Spettacolo: "L'appuntamento ossia la storia di un cazzo ebreo"

Spettacolo: “L’appuntamento ossia la storia di un cazzo ebreo”

Martedi 20 settembre 2022 alle ore 20:30 va in scena in Sala AcomeA L’appuntamento ossia la storia di un cazzo ebreo, lo spettacolo tratto dal best-seller d’esordio della scrittrice tedesca Katharina Volckmer, tradotto per l’Italia da da Chiara Spaziani e pubblicato da La nave di Teseo editore nel 2021.
La regia e l’impianto visivo sono di Fabio Cherstich.
In scena la protagonista è Marta Pizzigallo, con le luci di Oscar Frosio e le musiche di Luca Maria Baldini.
Lo spettacolo arriva a Milano dopo il debutto dello scorso giugno in prima nazionale nella sezione teatrale dello Spoleto Festival dei Due Mondi, dove ha ottenuto il favore del pubblico e della critica.

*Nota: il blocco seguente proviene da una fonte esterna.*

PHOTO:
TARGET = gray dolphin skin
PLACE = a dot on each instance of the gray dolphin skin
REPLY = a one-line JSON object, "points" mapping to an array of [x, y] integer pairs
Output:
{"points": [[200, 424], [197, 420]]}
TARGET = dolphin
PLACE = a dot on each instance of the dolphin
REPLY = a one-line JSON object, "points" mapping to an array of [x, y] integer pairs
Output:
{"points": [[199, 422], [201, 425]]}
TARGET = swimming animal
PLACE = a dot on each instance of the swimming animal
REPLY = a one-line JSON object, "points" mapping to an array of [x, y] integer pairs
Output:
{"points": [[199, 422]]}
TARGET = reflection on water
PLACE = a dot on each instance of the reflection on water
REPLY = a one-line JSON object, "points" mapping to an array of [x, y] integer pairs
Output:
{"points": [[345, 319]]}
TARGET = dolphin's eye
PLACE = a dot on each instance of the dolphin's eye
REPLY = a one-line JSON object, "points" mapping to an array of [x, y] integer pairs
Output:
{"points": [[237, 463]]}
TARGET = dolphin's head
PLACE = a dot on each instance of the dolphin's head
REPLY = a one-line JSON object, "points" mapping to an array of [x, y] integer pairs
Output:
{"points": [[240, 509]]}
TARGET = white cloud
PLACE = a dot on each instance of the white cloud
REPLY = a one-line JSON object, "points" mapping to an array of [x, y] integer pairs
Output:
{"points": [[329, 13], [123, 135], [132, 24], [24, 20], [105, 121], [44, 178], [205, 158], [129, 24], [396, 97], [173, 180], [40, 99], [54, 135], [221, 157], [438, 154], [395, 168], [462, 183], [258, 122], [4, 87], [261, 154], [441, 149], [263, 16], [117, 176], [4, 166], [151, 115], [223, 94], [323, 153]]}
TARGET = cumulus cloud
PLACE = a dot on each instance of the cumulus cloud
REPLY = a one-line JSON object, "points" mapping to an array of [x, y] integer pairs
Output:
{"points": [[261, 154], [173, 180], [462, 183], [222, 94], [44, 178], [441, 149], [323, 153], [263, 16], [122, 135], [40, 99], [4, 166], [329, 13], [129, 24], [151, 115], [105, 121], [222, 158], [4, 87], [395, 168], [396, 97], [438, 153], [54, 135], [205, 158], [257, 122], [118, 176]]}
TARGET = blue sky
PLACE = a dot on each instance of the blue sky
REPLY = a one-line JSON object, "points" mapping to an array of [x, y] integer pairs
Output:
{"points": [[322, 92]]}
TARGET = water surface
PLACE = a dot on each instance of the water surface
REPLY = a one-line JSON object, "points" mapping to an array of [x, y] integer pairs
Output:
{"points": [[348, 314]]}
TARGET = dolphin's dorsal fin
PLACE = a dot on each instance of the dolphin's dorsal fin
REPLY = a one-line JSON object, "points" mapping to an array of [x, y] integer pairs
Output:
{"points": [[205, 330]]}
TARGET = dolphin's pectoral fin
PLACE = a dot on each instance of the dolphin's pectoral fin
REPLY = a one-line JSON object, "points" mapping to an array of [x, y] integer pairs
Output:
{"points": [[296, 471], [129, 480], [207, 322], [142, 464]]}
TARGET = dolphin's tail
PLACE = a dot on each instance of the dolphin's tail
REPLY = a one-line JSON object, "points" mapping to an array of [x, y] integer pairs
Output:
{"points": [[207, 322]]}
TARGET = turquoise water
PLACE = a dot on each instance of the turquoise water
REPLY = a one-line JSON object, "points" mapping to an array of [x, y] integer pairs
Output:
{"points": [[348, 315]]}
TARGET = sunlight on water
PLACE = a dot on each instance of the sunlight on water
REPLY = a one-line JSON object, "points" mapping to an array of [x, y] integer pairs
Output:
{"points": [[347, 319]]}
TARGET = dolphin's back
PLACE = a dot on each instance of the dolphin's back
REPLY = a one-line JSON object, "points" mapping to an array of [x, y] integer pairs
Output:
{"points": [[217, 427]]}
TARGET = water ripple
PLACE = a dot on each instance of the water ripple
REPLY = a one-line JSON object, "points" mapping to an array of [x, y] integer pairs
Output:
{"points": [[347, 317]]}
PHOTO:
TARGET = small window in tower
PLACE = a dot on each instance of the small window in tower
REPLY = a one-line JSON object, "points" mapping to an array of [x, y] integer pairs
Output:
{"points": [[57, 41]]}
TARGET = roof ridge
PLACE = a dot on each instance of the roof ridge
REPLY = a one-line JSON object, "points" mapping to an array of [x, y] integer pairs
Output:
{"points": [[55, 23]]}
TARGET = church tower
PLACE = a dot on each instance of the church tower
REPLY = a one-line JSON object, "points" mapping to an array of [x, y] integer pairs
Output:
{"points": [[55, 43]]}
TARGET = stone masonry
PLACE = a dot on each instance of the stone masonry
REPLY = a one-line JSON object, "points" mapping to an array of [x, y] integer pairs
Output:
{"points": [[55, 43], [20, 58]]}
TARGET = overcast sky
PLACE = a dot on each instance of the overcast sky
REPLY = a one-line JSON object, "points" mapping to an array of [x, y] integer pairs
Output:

Fabio Cherstich, che collabora intensamente con l’ex Salone Pier Lombardo ed Andrée Ruth Shammah da un decennio, firma così la sua sesta regia di una produzione targata Parenti dopo Niente più niente al mondo di Massimo Carlotto (2013), L’inquilino di Fabio Banfo (2014), Bull di Mike Bartlett (2016), Cabaret tragico – Opera Panica (2017) e Opera panica extralarge (2020) di Alejandro Jodorowsky.

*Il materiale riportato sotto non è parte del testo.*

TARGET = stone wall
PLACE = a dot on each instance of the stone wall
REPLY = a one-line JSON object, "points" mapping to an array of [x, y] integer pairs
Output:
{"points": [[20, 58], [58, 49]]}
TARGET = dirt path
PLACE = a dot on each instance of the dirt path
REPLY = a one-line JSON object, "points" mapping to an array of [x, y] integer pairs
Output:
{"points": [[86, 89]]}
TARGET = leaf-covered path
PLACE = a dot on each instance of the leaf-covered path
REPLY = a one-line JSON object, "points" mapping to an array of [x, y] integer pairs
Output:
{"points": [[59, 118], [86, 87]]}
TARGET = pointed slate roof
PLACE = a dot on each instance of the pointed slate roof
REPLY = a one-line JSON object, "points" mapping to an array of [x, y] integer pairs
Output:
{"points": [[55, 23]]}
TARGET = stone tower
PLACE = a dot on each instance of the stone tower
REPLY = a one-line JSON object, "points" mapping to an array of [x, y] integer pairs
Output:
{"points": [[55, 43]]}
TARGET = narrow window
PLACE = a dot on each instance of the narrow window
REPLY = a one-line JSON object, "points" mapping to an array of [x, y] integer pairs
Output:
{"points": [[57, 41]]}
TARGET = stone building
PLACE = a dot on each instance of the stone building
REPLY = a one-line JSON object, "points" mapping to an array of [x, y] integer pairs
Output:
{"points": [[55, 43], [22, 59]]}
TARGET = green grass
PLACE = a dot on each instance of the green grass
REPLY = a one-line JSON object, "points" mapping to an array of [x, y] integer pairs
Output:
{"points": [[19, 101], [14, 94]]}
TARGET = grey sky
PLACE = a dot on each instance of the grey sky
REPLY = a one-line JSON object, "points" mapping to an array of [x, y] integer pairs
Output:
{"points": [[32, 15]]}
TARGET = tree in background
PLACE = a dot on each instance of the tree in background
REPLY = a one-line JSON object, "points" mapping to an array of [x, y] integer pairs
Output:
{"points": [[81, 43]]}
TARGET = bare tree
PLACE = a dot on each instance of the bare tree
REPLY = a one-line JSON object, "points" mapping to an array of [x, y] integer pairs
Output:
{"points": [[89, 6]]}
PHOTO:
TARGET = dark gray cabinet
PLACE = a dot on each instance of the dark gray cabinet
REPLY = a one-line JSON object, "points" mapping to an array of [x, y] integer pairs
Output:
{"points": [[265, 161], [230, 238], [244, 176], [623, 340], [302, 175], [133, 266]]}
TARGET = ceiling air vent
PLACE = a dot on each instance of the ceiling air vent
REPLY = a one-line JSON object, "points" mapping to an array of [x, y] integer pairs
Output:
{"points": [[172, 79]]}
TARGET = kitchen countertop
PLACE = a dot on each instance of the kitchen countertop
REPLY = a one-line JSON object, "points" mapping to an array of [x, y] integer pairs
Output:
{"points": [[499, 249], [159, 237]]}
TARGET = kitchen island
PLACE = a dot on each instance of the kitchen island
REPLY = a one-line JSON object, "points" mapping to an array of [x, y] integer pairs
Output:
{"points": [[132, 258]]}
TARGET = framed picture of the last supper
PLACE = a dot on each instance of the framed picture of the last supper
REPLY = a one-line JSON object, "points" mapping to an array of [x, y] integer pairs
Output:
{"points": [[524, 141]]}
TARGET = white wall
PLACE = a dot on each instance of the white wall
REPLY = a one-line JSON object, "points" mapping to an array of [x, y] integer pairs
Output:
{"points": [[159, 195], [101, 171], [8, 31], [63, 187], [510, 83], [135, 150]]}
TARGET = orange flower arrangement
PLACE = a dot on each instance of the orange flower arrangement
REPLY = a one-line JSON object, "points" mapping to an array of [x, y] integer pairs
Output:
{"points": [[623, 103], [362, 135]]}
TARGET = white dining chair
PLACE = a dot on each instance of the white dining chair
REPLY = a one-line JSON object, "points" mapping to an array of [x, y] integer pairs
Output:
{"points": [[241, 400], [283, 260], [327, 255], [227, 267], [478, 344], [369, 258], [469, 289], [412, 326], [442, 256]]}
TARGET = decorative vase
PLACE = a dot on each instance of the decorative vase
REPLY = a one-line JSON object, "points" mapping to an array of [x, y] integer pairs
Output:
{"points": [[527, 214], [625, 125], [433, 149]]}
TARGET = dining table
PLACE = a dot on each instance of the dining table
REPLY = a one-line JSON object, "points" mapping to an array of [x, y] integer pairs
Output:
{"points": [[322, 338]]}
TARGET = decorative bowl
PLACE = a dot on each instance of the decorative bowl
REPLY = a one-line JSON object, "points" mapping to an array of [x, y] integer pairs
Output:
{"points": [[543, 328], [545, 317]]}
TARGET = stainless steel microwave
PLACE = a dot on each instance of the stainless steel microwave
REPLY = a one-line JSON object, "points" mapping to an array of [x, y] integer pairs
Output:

Un cazzo ebreo è stato scelto come libro dell’anno da diverse testate internazionali – come The Times Literary Supplement, che l’ha definito “Il libro più audace degli ultimi anni” – ed è in corso di traduzione in 12 paesi.

Nata in Germania nel 1987, Katharina Volckmer ha scritto e pubblicato in inglese: “Mi ha permesso di prendermi più libertà. Anche Freud se avesse dovuto dire qualcosa di sconveniente avrebbe usato il francese”.

Una storia controversa sin dal titolo. Torrenziale,  provocatorio, a tratti insopportabile ma anche atrocemente divertente,  lucido e delirante allo stesso tempo, Un cazzo ebreo è un flusso di pensieri che la protagonista lascia scorrere tra inconfessabili fantasie sessuali legate a Hitler e al nazismo, il racconto di incontri di sesso occasionale nei bagni pubblici, la deplorazione della pessima cucina tedesca fino all’ammissione di quello che è il nodo cruciale della sua vita interiore: l’impossibilità di sentirsi a proprio agio in un corpo di donna.
Sia Volckmer che il suo personaggio hanno una sola priorità: rompere il silenzio. E il silenzio dell’analista è il muro contro cui testardamente, dolorosamente, la protagonista continua a sbattere la testa.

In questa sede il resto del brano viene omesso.